My husband Alan is quite bossy in the kitchen and I usually follow his advice since he’s a wonderful and talented chef. However, once in a while, I actually know what I’m doing and have to insist on doing it my way. So here’s what happened with the spinach lasagna.
I was cooking my lasagna for Thanksgiving Eve dinner with the Goldsteins. As I was mixing up the cheeses and getting ready to chop the fresh spinach, Alan said to me, “I strongly recommend that you blanche the spinach and squeeze it very dry before mixing it in.” And I said, “I’m not going to do it.” You should have seen his face. He was incredulous! He repeated to me, “I STRONGLY recommend it.” And I refused, saying: “I’ve made this dish many times before and I’m going to use the fresh spinach, trust me.” Later Alan confessed that he thought “okay, she’s on her own” and that he was very worried about it. But thankfully the lasagna turned out perfect and wasn’t watery at all. In fact, it held together very nicely, with just the right amount of cheese, the spinach was distributed nicely, and the whole grain lasagna noodles gave it a great flavor and made it a healthy meal. I got rave reviews from the both Goldsteins AND the Wilds and Smiths (I traveled to Tampa and made the same dish for my family the following week). Vindication. The sweet smell of success. Happy families all around. And as promised, here’s the recipe, adapted from “The Vegetarian Epicure” by Anna Thomas.
1 onion, coarsely chopped
2 cloves garlic, chopped
1-2 tbsp olive oil
1 cup red wine
1 big can whole tomatoes
1 big can tomato puree
1 small can tomato paste
Water as necessary for smooth consistency
Saute the onion and garlic in the olive oil and sprinkle it with the oregano. When the onions are translucent, stir in the red wine and the basil, oregano and parsley. Then squeeze in the whole tomatoes using your hands. This gives an irregular shape to the tomatoes, which is a good thing, and it’s fun to get your hands dirty. Add the squished tomatoes into the sauce along with the puree and tomato paste. Let this simmer while you’re preparing the rest of the lasagna, stirring occasionally, and if it gets too thick you can add some water to keep it smooth and saucy.
Optional: Thyme mushrooms
1 lb. sliced mushrooms
1 tbsp. dried thyme
Saute the mushrooms and thyme in the olive oil until it gives up its water. Set it aside to cool. Just before you begin assembling the lasagna, stir these into the tomato wine sauce. Waiting helps to keep the flavors separate.
Optional: Italian sausage (adding meat to vegetarian lasagna significantly improves the flavor if you ask me):
3 or 4 links sweet Italian sausage
Pull off the sausage casings and brown the sausage until it’s completely cooked. Drain off all the excess grease and pat the sausage dry with a paper towel. Make sure it’s broken up into small chunks and stir into the tomato wine sauce.
1 ½ qt tomato sauce
1 ½ lbs spinach, chopped
1 – 2 tbsp olive oil
2 cloves minced garlic
2 lbs ricotta cheese (reduced fat is okay)
1 lb grated romano cheese
3 eggs beaten
2-3 tbsp chopped fresh parsley
10 – 20 fresh basil leaves if you have them, or use 1 tbsp dried basil
1 lb mozzarella
About 20 lasagna noodles, whole grain if you can find them, (figure out how many will fit in your lasagna pan and plan on 3 layers)

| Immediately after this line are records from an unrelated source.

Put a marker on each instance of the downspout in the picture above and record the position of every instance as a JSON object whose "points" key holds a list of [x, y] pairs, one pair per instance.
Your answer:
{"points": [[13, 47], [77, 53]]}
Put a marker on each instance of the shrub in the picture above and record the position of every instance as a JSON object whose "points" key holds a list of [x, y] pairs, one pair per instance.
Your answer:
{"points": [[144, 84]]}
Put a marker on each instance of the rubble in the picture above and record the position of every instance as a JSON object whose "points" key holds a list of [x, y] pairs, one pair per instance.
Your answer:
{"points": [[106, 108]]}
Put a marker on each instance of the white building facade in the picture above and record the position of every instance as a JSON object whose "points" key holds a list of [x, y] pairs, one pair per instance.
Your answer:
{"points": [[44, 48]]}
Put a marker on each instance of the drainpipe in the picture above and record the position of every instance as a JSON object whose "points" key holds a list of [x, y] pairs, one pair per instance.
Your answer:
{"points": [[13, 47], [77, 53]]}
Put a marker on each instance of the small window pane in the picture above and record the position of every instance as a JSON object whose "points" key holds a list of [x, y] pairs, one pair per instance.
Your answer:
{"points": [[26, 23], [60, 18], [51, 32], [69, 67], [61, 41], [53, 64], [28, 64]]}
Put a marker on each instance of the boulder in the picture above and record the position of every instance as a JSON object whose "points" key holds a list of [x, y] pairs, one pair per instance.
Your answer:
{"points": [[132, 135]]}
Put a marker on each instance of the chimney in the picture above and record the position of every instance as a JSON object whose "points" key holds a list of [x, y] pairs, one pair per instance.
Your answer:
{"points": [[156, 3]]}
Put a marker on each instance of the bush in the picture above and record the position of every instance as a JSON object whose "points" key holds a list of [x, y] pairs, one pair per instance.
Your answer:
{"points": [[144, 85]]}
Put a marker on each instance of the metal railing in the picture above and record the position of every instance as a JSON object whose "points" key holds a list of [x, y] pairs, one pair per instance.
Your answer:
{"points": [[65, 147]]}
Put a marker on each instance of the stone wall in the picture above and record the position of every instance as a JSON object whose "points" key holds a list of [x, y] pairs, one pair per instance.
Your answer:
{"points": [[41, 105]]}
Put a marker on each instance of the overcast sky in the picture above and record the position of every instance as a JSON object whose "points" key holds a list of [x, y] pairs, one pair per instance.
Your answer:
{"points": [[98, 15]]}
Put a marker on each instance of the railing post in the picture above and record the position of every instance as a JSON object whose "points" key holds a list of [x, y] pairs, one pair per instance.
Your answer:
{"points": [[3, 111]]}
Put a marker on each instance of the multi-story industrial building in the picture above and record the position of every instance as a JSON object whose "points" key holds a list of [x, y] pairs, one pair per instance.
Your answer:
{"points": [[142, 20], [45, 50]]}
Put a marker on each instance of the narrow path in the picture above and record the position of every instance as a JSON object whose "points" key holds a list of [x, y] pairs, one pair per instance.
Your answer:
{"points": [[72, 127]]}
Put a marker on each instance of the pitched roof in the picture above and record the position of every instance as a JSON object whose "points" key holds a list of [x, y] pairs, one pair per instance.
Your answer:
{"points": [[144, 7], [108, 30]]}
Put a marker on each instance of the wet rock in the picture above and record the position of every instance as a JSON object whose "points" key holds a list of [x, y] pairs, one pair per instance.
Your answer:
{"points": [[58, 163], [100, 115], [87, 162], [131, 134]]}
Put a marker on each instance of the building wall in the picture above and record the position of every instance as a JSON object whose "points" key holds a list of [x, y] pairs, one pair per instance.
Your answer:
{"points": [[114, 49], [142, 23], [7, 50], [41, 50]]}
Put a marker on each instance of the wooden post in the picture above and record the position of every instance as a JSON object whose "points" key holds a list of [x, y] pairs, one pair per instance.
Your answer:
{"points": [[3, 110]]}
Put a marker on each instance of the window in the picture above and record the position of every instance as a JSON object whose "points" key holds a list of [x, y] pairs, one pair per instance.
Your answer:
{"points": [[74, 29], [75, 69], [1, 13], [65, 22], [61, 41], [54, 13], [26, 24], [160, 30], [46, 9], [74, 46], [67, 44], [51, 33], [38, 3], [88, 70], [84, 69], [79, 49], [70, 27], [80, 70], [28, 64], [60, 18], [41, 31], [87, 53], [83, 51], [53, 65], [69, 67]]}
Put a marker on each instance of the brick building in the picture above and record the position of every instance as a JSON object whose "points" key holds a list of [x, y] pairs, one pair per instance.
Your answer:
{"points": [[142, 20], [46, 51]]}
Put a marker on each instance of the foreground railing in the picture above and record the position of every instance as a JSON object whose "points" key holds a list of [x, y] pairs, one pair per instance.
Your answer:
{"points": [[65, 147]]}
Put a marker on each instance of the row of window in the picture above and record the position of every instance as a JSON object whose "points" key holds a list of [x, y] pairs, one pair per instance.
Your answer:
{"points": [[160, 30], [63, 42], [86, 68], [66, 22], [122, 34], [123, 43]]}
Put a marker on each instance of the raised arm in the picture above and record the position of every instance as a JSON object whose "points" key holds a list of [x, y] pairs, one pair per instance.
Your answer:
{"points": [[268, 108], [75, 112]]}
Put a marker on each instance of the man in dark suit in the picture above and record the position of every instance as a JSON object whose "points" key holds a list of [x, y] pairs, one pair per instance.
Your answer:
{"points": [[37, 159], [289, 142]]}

Put on a large pot of water and bring it to a boil. While you’re waiting, put the olive oil in a skillet, sautée the onion and garlic, and let it cool. In a large bowl, mix the ricotta and egg. Add the grated romano, parsley, basil and the cooked onion and garlic. Stir in the fresh spinach. You may need to use your hands to get it well-distributed, once again getting your hands dirty, which is just so much fun. Grate or slice the mozzarella. Cook the lasagna noodles to al dente being careful not to overcook them — they need to retain some firmness. This will allow them to soak up the liquid from the fresh spinach and prevent the lasagna from being too watery.

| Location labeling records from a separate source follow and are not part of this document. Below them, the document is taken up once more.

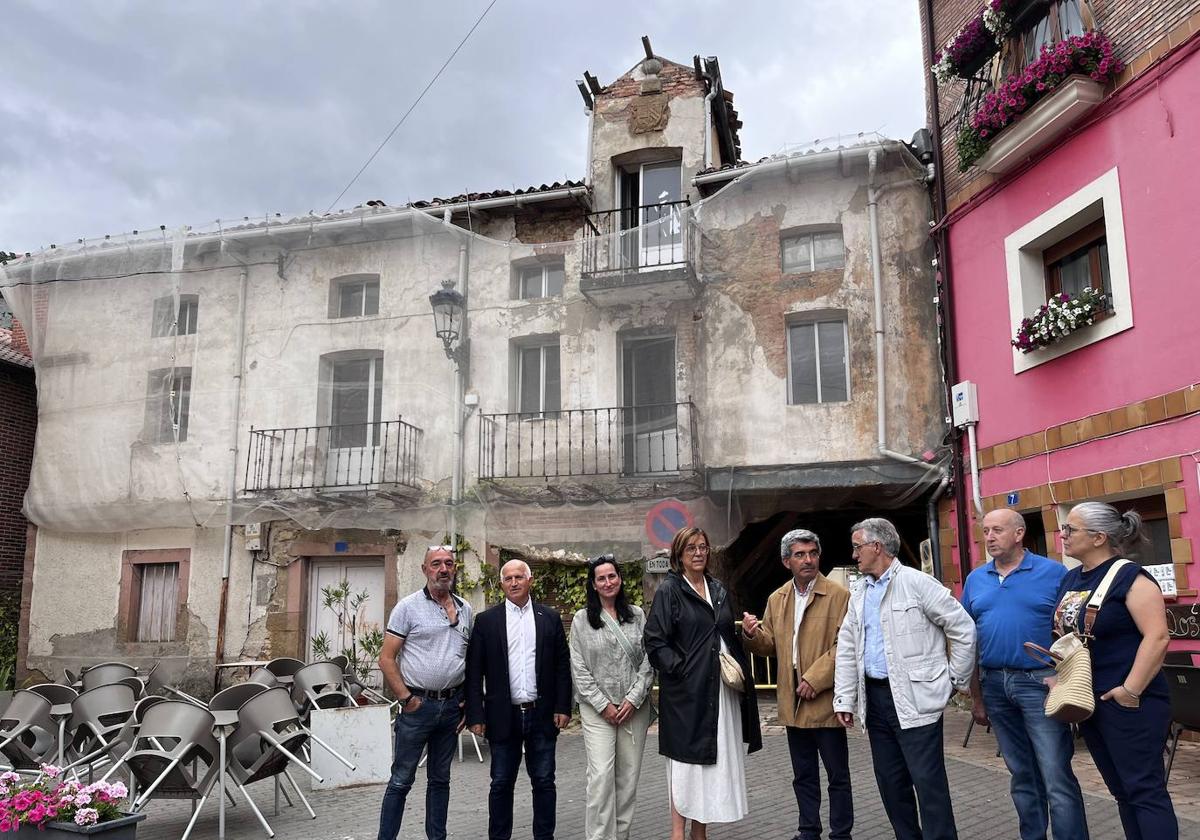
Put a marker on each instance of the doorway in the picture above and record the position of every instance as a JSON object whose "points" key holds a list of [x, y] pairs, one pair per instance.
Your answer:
{"points": [[364, 575]]}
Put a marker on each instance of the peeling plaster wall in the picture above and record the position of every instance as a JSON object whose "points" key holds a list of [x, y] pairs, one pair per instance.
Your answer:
{"points": [[77, 623], [749, 300]]}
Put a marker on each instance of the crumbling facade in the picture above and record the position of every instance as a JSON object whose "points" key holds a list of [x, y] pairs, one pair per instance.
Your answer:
{"points": [[676, 337]]}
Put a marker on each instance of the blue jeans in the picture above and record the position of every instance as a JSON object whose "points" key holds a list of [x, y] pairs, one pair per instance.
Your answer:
{"points": [[435, 724], [539, 739], [1037, 751]]}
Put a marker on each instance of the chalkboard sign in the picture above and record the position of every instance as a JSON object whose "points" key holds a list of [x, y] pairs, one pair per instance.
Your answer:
{"points": [[1183, 621]]}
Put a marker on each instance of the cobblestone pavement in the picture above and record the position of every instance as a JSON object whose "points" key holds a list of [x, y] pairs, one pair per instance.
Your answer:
{"points": [[978, 783]]}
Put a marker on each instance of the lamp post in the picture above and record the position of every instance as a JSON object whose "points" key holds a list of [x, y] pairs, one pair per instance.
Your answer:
{"points": [[450, 325]]}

Now you’re ready to assemble.
Grease two lasagna pans with olive oil. Put a small amount of sauce on the bottom, then layer noodles, a large layer of the spinach/cheese mixture, a light amount of mozzarella and then the sauce. Repeat until you’re just below the top of the pan, making sure you always end with sauce on top. Spread the sauce around so it seals the top – you don’t want any noodle to be exposed, it will dry out when it bakes.

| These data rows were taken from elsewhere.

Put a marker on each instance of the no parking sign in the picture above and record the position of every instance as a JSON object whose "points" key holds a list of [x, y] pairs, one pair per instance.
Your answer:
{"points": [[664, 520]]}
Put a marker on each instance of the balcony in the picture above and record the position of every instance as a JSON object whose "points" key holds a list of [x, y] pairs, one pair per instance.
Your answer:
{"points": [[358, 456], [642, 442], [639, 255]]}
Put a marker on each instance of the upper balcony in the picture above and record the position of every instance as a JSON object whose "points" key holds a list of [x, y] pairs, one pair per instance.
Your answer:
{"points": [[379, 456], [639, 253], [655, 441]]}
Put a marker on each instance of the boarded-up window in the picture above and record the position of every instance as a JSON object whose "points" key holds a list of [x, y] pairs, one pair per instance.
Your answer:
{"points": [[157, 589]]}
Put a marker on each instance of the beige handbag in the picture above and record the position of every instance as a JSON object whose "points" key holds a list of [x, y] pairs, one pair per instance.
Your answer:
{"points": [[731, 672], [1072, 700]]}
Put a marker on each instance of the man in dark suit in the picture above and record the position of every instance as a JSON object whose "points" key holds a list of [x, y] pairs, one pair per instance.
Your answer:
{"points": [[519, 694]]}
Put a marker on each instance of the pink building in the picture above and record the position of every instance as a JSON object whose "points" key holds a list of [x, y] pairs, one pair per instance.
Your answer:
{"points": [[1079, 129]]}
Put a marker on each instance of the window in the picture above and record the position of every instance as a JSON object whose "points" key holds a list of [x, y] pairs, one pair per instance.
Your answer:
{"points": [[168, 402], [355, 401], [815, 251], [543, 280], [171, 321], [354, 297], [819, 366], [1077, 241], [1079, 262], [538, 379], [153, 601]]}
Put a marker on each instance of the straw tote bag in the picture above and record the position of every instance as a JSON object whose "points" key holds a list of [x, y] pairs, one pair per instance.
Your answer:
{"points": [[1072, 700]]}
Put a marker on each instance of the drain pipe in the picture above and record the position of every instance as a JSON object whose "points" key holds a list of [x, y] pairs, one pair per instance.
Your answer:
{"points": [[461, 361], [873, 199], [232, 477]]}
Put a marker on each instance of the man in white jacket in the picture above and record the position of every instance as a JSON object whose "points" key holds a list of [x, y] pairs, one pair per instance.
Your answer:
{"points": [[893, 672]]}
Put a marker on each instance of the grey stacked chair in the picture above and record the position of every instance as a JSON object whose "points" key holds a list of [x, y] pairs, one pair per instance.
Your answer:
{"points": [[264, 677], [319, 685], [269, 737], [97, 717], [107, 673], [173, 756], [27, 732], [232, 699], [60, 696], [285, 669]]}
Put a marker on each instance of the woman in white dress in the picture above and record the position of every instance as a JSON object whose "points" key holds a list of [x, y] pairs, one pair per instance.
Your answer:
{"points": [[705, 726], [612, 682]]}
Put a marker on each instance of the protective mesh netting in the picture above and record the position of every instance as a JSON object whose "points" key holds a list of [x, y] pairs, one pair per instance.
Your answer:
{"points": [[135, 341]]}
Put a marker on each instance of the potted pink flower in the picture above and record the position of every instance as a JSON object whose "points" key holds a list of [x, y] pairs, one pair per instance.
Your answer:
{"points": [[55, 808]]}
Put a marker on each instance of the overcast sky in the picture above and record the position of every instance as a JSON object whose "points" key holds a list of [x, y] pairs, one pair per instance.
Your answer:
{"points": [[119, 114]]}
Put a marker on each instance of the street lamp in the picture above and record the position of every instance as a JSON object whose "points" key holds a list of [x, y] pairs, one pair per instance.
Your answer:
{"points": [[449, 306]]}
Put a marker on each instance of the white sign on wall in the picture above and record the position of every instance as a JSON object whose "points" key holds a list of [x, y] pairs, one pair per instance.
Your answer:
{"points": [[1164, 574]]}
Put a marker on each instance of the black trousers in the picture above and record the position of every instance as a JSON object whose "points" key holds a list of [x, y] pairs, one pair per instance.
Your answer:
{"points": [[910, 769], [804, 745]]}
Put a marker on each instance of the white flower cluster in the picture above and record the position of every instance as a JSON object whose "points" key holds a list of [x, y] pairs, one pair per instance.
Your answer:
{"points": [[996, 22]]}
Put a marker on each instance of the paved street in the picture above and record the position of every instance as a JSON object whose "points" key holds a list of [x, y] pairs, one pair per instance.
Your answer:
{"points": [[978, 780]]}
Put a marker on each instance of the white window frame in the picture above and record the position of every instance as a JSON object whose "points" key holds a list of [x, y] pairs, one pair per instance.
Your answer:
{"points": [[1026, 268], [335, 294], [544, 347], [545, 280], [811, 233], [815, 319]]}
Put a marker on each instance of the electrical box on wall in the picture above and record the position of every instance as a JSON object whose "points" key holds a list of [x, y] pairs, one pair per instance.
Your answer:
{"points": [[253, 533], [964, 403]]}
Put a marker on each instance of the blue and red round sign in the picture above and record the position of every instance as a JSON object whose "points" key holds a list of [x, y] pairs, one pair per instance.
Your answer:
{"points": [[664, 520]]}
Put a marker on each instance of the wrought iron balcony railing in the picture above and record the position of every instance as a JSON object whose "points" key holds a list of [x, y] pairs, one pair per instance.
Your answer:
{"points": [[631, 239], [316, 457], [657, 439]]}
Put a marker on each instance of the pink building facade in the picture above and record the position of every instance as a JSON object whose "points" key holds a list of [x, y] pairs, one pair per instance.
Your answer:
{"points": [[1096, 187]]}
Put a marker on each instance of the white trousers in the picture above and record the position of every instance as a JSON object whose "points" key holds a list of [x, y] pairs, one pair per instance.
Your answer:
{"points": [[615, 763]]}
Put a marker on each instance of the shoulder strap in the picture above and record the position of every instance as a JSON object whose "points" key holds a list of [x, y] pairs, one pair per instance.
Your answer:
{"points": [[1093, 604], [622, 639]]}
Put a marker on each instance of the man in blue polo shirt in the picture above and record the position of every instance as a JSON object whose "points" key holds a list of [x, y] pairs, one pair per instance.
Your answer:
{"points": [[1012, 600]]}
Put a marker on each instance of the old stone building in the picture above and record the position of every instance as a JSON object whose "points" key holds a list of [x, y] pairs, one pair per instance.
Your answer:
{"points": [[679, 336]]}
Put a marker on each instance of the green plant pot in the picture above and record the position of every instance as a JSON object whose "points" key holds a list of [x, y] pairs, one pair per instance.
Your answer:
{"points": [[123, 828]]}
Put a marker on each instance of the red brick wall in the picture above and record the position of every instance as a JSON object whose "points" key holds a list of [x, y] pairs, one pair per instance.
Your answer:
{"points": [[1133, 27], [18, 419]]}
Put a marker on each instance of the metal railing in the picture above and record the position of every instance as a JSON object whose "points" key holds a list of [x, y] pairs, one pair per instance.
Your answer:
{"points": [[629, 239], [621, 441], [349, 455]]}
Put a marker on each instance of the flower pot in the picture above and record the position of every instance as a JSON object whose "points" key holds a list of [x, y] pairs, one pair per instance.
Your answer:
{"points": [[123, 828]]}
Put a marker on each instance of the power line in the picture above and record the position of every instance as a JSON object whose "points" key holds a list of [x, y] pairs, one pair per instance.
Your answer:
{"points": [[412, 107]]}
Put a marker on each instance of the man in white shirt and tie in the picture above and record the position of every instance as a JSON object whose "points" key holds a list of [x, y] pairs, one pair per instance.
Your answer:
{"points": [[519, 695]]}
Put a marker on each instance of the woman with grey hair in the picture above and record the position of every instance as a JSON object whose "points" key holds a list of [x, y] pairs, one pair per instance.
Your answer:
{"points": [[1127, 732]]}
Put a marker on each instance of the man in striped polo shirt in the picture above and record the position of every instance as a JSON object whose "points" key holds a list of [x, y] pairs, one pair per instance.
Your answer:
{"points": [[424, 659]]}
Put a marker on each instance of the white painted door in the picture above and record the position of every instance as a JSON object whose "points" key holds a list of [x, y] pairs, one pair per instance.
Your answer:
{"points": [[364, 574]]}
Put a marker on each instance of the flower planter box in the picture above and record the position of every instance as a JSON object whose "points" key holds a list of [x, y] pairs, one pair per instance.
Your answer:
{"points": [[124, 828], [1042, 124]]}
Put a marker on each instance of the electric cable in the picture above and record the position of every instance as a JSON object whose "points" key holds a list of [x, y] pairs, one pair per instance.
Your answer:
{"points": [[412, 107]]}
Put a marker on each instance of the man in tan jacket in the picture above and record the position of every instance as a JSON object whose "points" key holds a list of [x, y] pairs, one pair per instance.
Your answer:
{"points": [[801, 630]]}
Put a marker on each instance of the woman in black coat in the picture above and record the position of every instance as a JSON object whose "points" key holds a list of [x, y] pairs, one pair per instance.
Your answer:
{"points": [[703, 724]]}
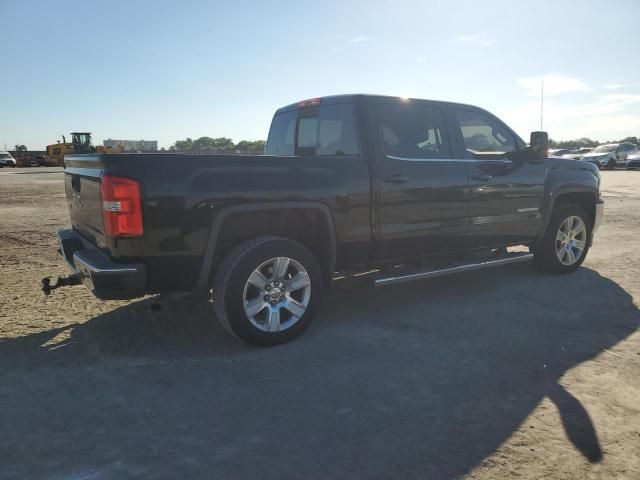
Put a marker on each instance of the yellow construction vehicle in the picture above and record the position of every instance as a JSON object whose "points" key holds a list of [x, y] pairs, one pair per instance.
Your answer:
{"points": [[80, 143]]}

Cover with tin foil, poke holes in it so the steam vents. Bake on 350 for 30 minutes. Then remove the tin foil and bake it uncovered for another 10 to 20 minutes or until it’s bubbly and the cheese is melted. Remove from oven and let it stand for at least 30 minutes before serving. Add a salad and some garlic bread and you’ve got a killer delicious meal. This lasagna actually tastes even better the next day or reheated from the freezer, so that’s why I like to make two lasagnas and freeze the leftovers for later.